SEC issue on regex recog
Hi, I'm new to this forum and I need some explanation about the using of te regular expressions to gathering information, using SEC, on the logs coming from remote machines via syslog.
I built regular expressions using RegexBuddy and I wrote them inside the .sec files.
It seems that some of them work others not.
This is because I generate different logs files based on the log lines coming and the files related to thpse rules are empty.
So I check in RegexBuddy the regexpr rule against the line of log and it match and return the groups I need to gather , but when it runs into SEC nothins is catched.
The line of log and the regexpr string are written down, can anyone help to solve this issue, please.
Thank you! :confused:
Hello and welcome to the forums, velegi! :)
Sorry, but this is an "English only" forum, and all portions of posts must be in English only:
I've edited out the non-English portion of your post, but you can repost it if you'll translate it into English only.

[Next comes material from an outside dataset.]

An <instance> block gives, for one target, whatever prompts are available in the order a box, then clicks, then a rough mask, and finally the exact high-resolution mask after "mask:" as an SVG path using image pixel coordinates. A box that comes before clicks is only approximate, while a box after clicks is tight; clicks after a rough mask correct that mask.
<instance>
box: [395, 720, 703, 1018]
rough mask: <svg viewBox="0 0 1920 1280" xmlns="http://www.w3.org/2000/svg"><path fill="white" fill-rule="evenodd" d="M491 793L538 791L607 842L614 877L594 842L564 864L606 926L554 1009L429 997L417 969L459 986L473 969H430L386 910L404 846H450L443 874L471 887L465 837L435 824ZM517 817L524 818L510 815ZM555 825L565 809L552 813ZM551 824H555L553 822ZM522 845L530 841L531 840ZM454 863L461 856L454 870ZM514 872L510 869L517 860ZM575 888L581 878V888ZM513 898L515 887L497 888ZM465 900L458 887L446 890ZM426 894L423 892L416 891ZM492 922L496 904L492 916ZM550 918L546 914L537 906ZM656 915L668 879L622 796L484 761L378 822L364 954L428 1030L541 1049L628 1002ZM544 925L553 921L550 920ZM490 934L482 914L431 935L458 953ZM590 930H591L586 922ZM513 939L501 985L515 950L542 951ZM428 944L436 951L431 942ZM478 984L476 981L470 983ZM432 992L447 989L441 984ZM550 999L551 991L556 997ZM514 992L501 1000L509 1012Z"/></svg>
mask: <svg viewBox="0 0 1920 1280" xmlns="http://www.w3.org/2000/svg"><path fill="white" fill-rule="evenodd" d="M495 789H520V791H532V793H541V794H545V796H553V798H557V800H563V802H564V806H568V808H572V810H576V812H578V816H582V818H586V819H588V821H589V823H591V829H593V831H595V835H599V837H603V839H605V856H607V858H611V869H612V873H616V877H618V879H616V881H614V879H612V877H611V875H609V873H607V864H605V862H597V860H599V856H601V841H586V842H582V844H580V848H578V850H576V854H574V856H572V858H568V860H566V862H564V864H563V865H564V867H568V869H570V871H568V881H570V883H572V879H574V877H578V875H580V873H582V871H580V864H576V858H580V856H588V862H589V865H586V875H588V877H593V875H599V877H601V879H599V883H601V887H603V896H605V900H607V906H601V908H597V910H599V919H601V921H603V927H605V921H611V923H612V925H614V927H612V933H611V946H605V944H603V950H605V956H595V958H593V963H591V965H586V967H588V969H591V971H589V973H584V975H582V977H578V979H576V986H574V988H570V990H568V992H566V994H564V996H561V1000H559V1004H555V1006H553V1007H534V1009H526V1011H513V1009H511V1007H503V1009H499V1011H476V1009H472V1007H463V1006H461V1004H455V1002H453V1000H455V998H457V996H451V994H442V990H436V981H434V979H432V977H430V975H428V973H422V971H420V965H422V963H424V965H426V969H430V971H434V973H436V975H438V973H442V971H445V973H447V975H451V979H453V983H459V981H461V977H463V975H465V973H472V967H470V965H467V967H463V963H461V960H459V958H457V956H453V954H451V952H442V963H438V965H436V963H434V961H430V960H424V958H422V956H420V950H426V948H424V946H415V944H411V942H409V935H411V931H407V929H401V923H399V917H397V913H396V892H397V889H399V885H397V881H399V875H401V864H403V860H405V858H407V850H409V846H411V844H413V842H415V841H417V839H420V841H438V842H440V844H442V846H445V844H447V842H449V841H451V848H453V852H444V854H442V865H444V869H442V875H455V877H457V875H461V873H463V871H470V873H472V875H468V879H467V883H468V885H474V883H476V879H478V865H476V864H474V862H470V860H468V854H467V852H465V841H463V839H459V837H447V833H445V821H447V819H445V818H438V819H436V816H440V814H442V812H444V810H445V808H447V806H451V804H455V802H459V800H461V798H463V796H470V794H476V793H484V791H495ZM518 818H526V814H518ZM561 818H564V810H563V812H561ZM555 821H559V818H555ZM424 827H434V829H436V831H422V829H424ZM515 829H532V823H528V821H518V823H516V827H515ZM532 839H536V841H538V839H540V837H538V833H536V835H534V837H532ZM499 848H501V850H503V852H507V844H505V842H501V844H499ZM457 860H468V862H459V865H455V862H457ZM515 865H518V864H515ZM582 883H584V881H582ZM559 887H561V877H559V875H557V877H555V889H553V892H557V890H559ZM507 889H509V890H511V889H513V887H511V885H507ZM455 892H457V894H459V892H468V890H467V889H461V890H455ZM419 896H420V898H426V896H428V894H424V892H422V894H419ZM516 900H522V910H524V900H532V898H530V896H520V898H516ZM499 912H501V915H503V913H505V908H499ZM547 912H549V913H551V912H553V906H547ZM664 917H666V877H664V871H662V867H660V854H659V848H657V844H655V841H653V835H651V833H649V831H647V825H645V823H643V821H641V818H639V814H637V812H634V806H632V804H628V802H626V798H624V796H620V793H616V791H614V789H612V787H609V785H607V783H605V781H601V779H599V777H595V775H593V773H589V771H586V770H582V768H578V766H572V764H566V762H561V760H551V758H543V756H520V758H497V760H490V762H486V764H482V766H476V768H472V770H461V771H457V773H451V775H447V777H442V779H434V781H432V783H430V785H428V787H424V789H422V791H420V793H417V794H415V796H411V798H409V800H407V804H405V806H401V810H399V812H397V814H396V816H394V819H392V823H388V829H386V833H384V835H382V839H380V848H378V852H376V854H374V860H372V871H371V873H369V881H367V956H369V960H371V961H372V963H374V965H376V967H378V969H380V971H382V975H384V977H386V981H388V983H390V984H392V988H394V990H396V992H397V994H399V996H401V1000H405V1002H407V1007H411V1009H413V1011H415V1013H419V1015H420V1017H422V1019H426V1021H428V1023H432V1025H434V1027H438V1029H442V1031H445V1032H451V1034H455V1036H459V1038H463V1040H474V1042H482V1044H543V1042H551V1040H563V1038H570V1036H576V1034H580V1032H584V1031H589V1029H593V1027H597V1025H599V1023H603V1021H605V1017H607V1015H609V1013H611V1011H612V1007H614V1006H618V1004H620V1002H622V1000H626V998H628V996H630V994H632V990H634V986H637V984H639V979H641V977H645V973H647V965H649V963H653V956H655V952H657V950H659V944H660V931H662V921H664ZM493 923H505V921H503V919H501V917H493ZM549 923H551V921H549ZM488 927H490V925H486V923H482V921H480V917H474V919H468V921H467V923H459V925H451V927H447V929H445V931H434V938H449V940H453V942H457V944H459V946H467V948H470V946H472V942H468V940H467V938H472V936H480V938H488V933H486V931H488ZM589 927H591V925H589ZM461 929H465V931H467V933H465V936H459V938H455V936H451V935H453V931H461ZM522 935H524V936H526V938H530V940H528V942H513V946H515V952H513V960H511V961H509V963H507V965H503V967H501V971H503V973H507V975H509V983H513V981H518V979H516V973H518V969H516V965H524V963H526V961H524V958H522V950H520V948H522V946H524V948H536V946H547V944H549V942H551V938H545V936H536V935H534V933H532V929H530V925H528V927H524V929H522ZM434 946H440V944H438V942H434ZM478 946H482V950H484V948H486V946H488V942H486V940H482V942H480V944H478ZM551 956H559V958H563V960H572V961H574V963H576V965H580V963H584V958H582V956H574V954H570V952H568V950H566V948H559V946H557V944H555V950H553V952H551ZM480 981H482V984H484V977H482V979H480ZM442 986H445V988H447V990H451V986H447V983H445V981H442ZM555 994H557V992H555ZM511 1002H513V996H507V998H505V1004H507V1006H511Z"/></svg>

the non-english text is the data and it are not to be understand, just for using them to try to understand why the regexpr in not working when used in SEC and it is correctly recognized using RegexBuddy!!!!
So, I think I'm not breaking the rules! I'm a guy That I'm searching for an answer and the language I'm testing in the logs is ITALIAN and ENGLISH, the log I try to parsing naow is in italian and this is the DATA I want to match!